Cerita.co.id melaporkan, CEO Aprilia Racing, Massimo Rivola, melontarkan kritik tajam terhadap regulasi MotoGP menyusul insiden di GP Catalunya. Ia secara terbuka mempertanyakan keputusan yang mengizinkan pembalap muda Pedro Acosta untuk kembali balapan, padahal dialah yang menjadi penyebab utama dikibarkannya bendera merah.
Rivola melihat adanya celah regulasi yang signifikan terkait aturan red flag. Menurutnya, sangat tidak logis jika seorang pembalap yang memicu penghentian balapan, diizinkan untuk kembali ke grid dan ikut serta dalam restart.

Insiden bermula ketika Acosta, yang kala itu sempat memimpin balapan, tiba-tiba mengalami masalah teknis pada motor KTM RC16 miliknya. Motornya mendadak melambat drastis di tengah lintasan, menciptakan situasi berbahaya yang berujung pada kecelakaan beruntun di belakangnya. Kondisi ini memaksa Race Direction untuk segera mengibarkan bendera merah dan menghentikan jalannya balapan.

Related Post
Meskipun menjadi pemicu insiden tersebut, pembalap asal Spanyol itu justru diizinkan kembali ke grid untuk melakukan restart. Celah regulasi inilah yang dikritik keras oleh Rivola.
"Saya tidak sedang mengkritik Race Direction, karena pendekatan seperti ini memang sudah sering diambil sebelumnya," ujar Rivola, seperti dikutip dari Motorsport.com. "Namun, kita semua harus mulai merenungkan hal ini. Saya rasa seorang pembalap yang—karena satu dan lain hal, bahkan karena alasan di luar kendali mereka seperti masalah teknis—menyebabkan red flag, seharusnya tidak diizinkan ikut balapan lagi," tegasnya.

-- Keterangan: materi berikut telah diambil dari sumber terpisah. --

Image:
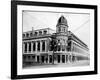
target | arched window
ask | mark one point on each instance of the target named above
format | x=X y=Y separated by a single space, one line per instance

Rivola menegaskan bahwa kritiknya tidak memiliki sentimen pribadi terhadap Acosta. Pria asal Italia itu hanya ingin regulasi MotoGP jauh lebih adil dan logis ke depannya. "Saya tidak punya masalah apa pun dengan Pedro. Tapi saya pikir ada beberapa hal yang harus ditinjau ulang," lanjutnya. "Jika Acosta tidak diizinkan ikut restart, itu tidak akan merugikan siapa pun. Balapan akan berjalan normal seperti biasanya (jika tidak ada red flag)."
Lebih lanjut, Rivola juga menyoroti keanehan regulasi yang bergantung pada momentum waktu. Menurutnya, Acosta hanya "beruntung" karena red flag langsung keluar saat itu juga. "Jika red flag baru keluar satu lap setelah mesin Pedro jebol, dia tidak akan bisa ikut start ulang. Karena aturan menyatakan pembalap harus kembali ke pit bersama motornya. Jadi, mengizinkan dia kembali ke grid padahal dia yang memicu red flag, meski tanpa sengaja, menurut saya tidak benar," pungkasnya.
Di sisi lain, Pedro Acosta sendiri mengaku kehilangan kendali gas secara mendadak. "Sepertinya kami mengalami masalah elektrik di tengah balapan pertama. Saya berkendara normal, lalu tiba-tiba saja gasnya tidak berfungsi," ungkap Acosta. Ia juga menyampaikan simpatinya kepada para pembalap yang menjadi korban dalam insiden beruntun tersebut. "Saya hanya ingin mengirimkan doa dan kekuatan untuk Alex Marquez dan Johann Zarco, karena tampaknya mereka yang menerima dampak terburuk dari apa yang terjadi hari ini."
Adapun balapan GP Catalunya sendiri sempat diwarnai red flag kedua akibat kecelakaan Johann Zarco di Tikungan 1. Setelah restart terakhir yang menyisakan 12 lap, Acosta sempat memimpin selama 9 lap sebelum performanya merosot. Sial bagi Acosta, ia akhirnya gagal finis setelah terjatuh di tikungan terakhir akibat kontak dengan Ai Ogura.